Yes, Governor Strickland, the OGT is not rigorous enough.  Kudos for trying to do something about it.  Part of the problem is the nature of standardized testing.  Part of that is the reality that we cannot effectively measure high school performance less than halfway through the experience.  A truly rigorous graduation test requires measuring courses and content gathered in 11th and 12th grade.  A true exit exam, offered near the conclusion of 12th grade, may seem as the highest of the high-stakes test.  But it is the only way to truly measure whether our graduates have the skills and abilities holders of a high school diploma should have.  It is the only way to demonstrate to our postsecondary institutions and our local businesses and industries that K-12 graduates are capable of doing what we expect of each and every graduate.

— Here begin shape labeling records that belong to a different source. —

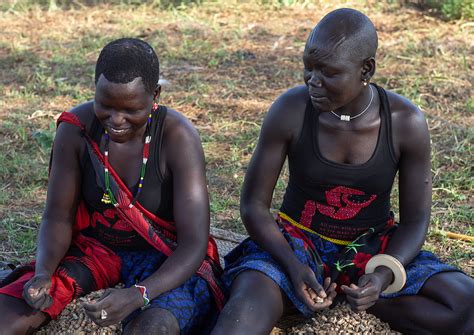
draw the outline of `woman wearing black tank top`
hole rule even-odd
[[[73,299],[125,334],[206,333],[223,304],[199,135],[158,106],[146,42],[107,44],[93,101],[61,114],[36,263],[0,285],[0,332],[25,334]],[[179,242],[179,243],[178,243]],[[119,282],[124,288],[113,288]]]
[[[352,9],[311,32],[306,85],[272,105],[247,170],[250,239],[225,258],[231,294],[214,334],[269,333],[288,308],[310,317],[336,293],[404,333],[473,333],[474,281],[420,251],[431,207],[428,127],[410,101],[369,84],[377,43],[372,22]],[[275,224],[269,209],[286,158]]]

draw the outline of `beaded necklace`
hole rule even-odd
[[[128,207],[132,208],[135,203],[137,202],[138,197],[140,196],[140,193],[142,192],[143,188],[143,180],[145,178],[145,170],[146,170],[146,163],[148,161],[148,157],[150,155],[150,142],[151,142],[151,135],[150,135],[150,125],[153,117],[153,112],[158,108],[158,104],[154,104],[153,108],[148,114],[148,120],[146,123],[146,128],[145,128],[145,144],[143,145],[143,159],[142,159],[142,166],[140,168],[140,180],[138,182],[138,189],[137,192],[135,193],[135,196],[133,197],[132,202],[130,202],[130,205]],[[109,172],[109,140],[110,136],[105,130],[105,150],[104,150],[104,179],[105,179],[105,191],[104,195],[102,196],[102,202],[105,204],[113,204],[115,207],[118,206],[118,202],[115,199],[115,196],[110,188],[110,172]]]

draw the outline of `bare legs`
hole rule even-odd
[[[461,272],[443,272],[416,296],[380,299],[368,311],[406,334],[472,334],[474,280]]]
[[[272,279],[258,271],[242,272],[232,284],[230,299],[212,334],[269,334],[287,303]]]
[[[474,280],[444,272],[431,277],[418,295],[380,299],[368,312],[406,334],[472,334],[473,302]],[[212,334],[268,334],[289,305],[273,280],[245,271],[232,284]]]
[[[48,321],[47,314],[34,311],[22,299],[0,294],[0,334],[31,334]]]
[[[178,320],[173,313],[161,308],[150,308],[130,321],[125,326],[123,333],[127,335],[179,335],[180,329]]]

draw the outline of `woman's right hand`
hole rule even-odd
[[[53,303],[49,295],[51,285],[51,276],[35,274],[23,288],[23,299],[35,310],[45,310]]]
[[[331,283],[330,278],[324,280],[324,287],[321,286],[313,270],[303,263],[295,264],[289,271],[289,276],[296,297],[311,311],[316,312],[331,306],[336,297],[336,283]]]

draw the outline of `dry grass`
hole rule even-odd
[[[201,133],[212,222],[242,232],[240,186],[261,120],[279,94],[302,82],[301,55],[310,29],[341,6],[368,14],[378,29],[375,81],[427,115],[434,203],[426,247],[471,273],[473,245],[435,231],[473,235],[474,25],[376,1],[291,6],[225,1],[173,10],[30,6],[0,13],[0,258],[32,256],[45,199],[49,126],[61,111],[92,98],[98,52],[121,36],[141,37],[155,47],[162,76],[170,82],[162,103],[184,113]],[[285,178],[283,173],[275,208]]]

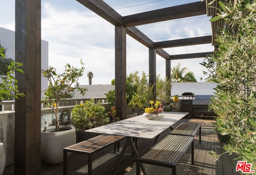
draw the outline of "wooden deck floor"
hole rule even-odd
[[[213,130],[211,122],[214,118],[209,117],[186,117],[175,124],[174,128],[180,122],[199,122],[202,123],[202,143],[199,143],[199,138],[195,139],[195,163],[191,165],[191,149],[188,149],[178,166],[177,175],[238,175],[236,172],[236,162],[233,161],[233,156],[224,154],[217,161],[212,161],[212,157],[209,153],[212,150],[222,153],[221,148],[224,144],[218,140],[216,132]],[[161,134],[159,140],[164,137],[170,130],[166,130]],[[124,140],[122,141],[121,146]],[[140,139],[138,140],[138,151],[140,155],[145,153],[154,145],[154,140]],[[122,148],[122,147],[121,147]],[[108,175],[111,174],[112,168],[116,162],[118,153],[113,152],[113,147],[95,154],[93,156],[93,173],[94,175]],[[134,163],[134,157],[131,155],[130,149],[126,154],[114,174],[134,175],[136,174],[136,166]],[[233,165],[232,165],[233,164]],[[87,157],[85,155],[72,153],[68,158],[69,175],[87,174]],[[144,164],[146,171],[151,175],[171,175],[171,169],[154,165]],[[12,175],[14,173],[14,165],[6,167],[3,175]],[[41,175],[56,175],[63,174],[62,163],[56,165],[42,164]]]

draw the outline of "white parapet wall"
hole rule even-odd
[[[115,86],[111,85],[81,85],[79,87],[85,88],[87,91],[84,96],[80,94],[77,90],[74,93],[74,98],[106,98],[104,94],[108,93],[110,90],[115,89]]]
[[[211,82],[172,83],[171,95],[181,96],[186,92],[195,95],[212,95],[216,92],[214,88],[217,84]]]

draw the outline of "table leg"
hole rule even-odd
[[[124,143],[124,147],[122,149],[122,151],[121,151],[121,153],[120,153],[120,154],[118,155],[118,157],[117,158],[117,160],[116,160],[116,164],[115,166],[112,169],[112,173],[114,171],[115,169],[116,169],[117,166],[119,164],[119,162],[120,161],[120,159],[122,157],[122,156],[123,156],[124,154],[124,152],[126,151],[127,147],[128,147],[128,146],[130,146],[132,148],[132,150],[134,154],[134,155],[136,157],[139,157],[139,153],[138,151],[138,150],[136,148],[136,146],[134,144],[134,142],[133,141],[133,139],[132,138],[126,137],[126,141],[125,141],[125,143]],[[144,173],[144,174],[146,174],[146,171],[145,170],[145,168],[143,166],[142,164],[141,164],[141,169],[142,170],[142,172]]]

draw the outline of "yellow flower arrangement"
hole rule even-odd
[[[155,103],[153,100],[150,100],[149,102],[151,104],[151,107],[145,108],[145,112],[147,114],[159,114],[162,112],[162,104],[160,101],[156,101]],[[154,104],[155,107],[154,107]]]

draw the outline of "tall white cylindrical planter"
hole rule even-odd
[[[42,161],[56,164],[63,161],[63,148],[76,144],[76,129],[73,126],[60,126],[55,132],[55,126],[47,127],[41,132],[41,151]]]
[[[5,153],[4,144],[1,142],[0,142],[0,175],[2,175],[5,166]]]

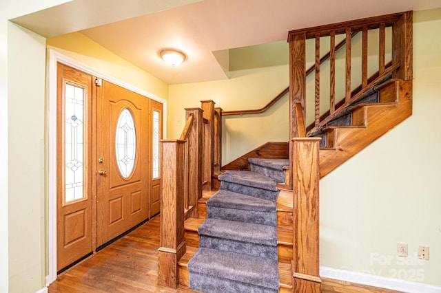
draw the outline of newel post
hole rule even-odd
[[[320,292],[319,143],[320,138],[292,140],[294,166],[293,288],[295,292]]]
[[[204,119],[207,120],[204,131],[204,175],[203,180],[207,184],[203,190],[211,191],[214,163],[214,102],[201,100],[201,107],[204,111]]]
[[[194,208],[187,217],[198,217],[198,200],[202,197],[203,111],[199,108],[185,109],[185,119],[193,114],[193,123],[187,136],[188,157],[187,160],[187,186],[188,205]]]
[[[305,119],[306,109],[306,34],[291,34],[288,36],[289,42],[289,138],[300,137],[298,121]],[[296,104],[300,104],[302,113],[296,109]],[[297,117],[302,113],[302,119]],[[292,166],[292,142],[289,142],[289,170],[294,170]],[[289,182],[292,188],[292,182]]]
[[[411,80],[413,76],[413,14],[412,11],[403,12],[392,26],[392,62],[400,62],[393,77],[404,80]]]
[[[161,230],[158,283],[176,288],[178,261],[185,253],[184,239],[185,141],[161,140]]]

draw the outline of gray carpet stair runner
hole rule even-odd
[[[189,287],[204,292],[277,292],[276,199],[288,160],[249,159],[252,171],[218,175],[188,263]]]

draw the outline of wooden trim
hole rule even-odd
[[[220,171],[222,164],[222,108],[214,108],[214,172]]]
[[[316,98],[314,107],[314,120],[316,124],[320,123],[320,34],[316,34]],[[297,105],[296,105],[297,106]],[[305,124],[303,125],[305,127]],[[300,135],[299,135],[300,136]]]
[[[392,28],[392,62],[400,62],[393,78],[410,80],[413,78],[413,12],[404,12]]]
[[[203,118],[208,122],[204,127],[203,142],[203,181],[207,185],[203,190],[211,191],[214,162],[214,102],[201,101],[201,108],[203,111]]]
[[[378,48],[378,72],[380,74],[384,72],[385,58],[386,58],[386,25],[384,23],[380,24],[380,43]]]
[[[362,65],[361,65],[361,87],[367,85],[367,56],[368,56],[368,40],[367,40],[367,26],[363,27],[362,41]]]
[[[303,120],[303,109],[302,108],[302,104],[300,102],[296,103],[296,117],[297,118],[297,127],[298,127],[298,137],[306,137],[306,129],[305,128],[305,120]]]
[[[330,86],[329,90],[329,111],[334,113],[336,111],[336,32],[331,32],[331,50],[329,51],[330,58]],[[346,43],[346,39],[345,39]],[[342,43],[342,42],[340,42]],[[339,44],[340,45],[340,44]]]
[[[347,102],[351,99],[351,29],[346,29],[346,96]]]

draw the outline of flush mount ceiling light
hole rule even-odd
[[[159,51],[159,56],[163,60],[172,66],[176,66],[185,60],[186,56],[176,49],[163,49]]]

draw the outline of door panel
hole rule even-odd
[[[159,170],[159,140],[163,138],[163,105],[150,100],[150,144],[151,186],[150,189],[150,217],[159,213],[159,184],[161,174]]]
[[[57,65],[57,270],[93,250],[90,118],[92,77]]]
[[[97,93],[99,246],[149,217],[150,140],[149,99],[105,81]]]

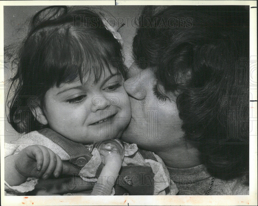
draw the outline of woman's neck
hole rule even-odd
[[[174,168],[187,168],[202,163],[200,152],[194,144],[190,142],[171,148],[168,147],[162,151],[155,152],[167,166]]]

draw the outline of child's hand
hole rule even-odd
[[[47,178],[53,173],[56,177],[62,171],[63,164],[60,157],[50,149],[35,144],[25,148],[18,154],[15,161],[17,171],[28,177]]]

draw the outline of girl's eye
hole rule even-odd
[[[107,91],[112,91],[120,87],[122,85],[120,84],[119,82],[118,82],[115,85],[109,86],[106,87],[104,90]]]
[[[81,95],[80,96],[73,98],[67,100],[66,101],[70,103],[79,103],[82,102],[84,98],[86,97],[86,95]]]
[[[157,97],[159,100],[160,100],[162,102],[165,102],[167,100],[167,97],[162,95],[159,91],[157,87],[157,85],[156,85],[153,88],[152,88],[152,90],[153,91],[153,94]]]

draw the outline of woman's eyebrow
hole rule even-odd
[[[65,92],[66,91],[68,90],[69,90],[70,89],[82,89],[83,87],[83,86],[82,85],[80,85],[78,86],[77,86],[75,87],[68,87],[65,89],[62,89],[61,91],[60,91],[59,92],[58,92],[57,94],[57,95],[58,95],[59,94],[60,94],[61,93],[63,93]]]

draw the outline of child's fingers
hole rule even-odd
[[[43,163],[40,172],[38,174],[39,177],[41,177],[48,167],[50,162],[50,155],[49,151],[49,149],[45,147],[38,145],[38,146],[41,150],[43,155]]]
[[[57,165],[57,156],[51,150],[47,148],[50,155],[50,161],[48,167],[46,170],[43,174],[43,178],[45,179],[48,178],[53,172]]]
[[[57,157],[57,165],[53,174],[55,177],[57,177],[59,176],[63,170],[63,163],[60,157],[56,154],[55,156]]]
[[[36,145],[30,147],[27,155],[32,159],[36,159],[37,169],[39,171],[42,166],[44,158],[42,150],[39,146]]]

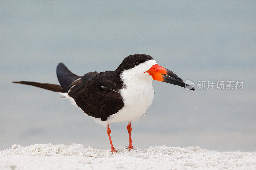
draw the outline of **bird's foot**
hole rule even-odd
[[[129,145],[129,146],[128,146],[128,147],[127,147],[127,148],[126,148],[126,149],[129,149],[129,150],[132,150],[132,149],[134,149],[134,148],[133,148],[133,146],[132,145],[131,145],[131,146],[130,146],[130,145]]]
[[[111,148],[111,150],[110,150],[110,152],[112,153],[117,153],[118,152],[114,148]]]

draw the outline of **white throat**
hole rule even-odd
[[[156,64],[154,60],[148,60],[122,72],[120,77],[124,85],[119,92],[124,106],[117,113],[111,115],[104,123],[105,124],[135,121],[145,115],[152,104],[154,95],[152,77],[145,72]]]

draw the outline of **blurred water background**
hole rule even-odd
[[[243,89],[186,90],[154,81],[155,97],[132,122],[133,145],[256,150],[256,2],[0,2],[0,149],[16,143],[109,149],[105,128],[57,93],[11,83],[58,84],[63,62],[74,73],[114,70],[146,54],[183,80],[243,80]],[[110,125],[128,145],[126,122]]]

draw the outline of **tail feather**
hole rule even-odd
[[[66,92],[66,91],[60,86],[55,84],[51,84],[51,83],[40,83],[36,82],[32,82],[30,81],[13,81],[12,83],[19,83],[20,84],[23,84],[43,89],[49,90],[56,92],[61,93]]]

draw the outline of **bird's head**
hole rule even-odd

National standards give us the regular, ongoing benchmarks to ensure we are hitting the academic marks we need to hit throughout the K-12 process.  Effective data systems — such as those being built in some states and those advocated for by the Obama administration through the economic stimulus process — provide us the information and the research necessary to ensure our kids are hitting those marks, while providing teachers the guidance on necessary interventions and needed steps to bring all students up to proficiency.  And meaningful, rigorous graduation exams, administered at the close of the high school experience, are the final measure to ensure the impact and effectiveness of that K-12 education.
This is not an either-or-maybe scenario.  We need the national standards, the data systems, the exit exams — and the policymakers, administrators, and teachers who know what to do with it all — if we are to regain our competitive edge and restore real value to a high school diploma.
If we are to deliver real return on investment for our school improvement efforts, we must take assessment and data seriously.  We can’t wait this out and assume it will get better on its own.  We need to get serious now about teaching, measuring, and evaluating the effectiveness of public education.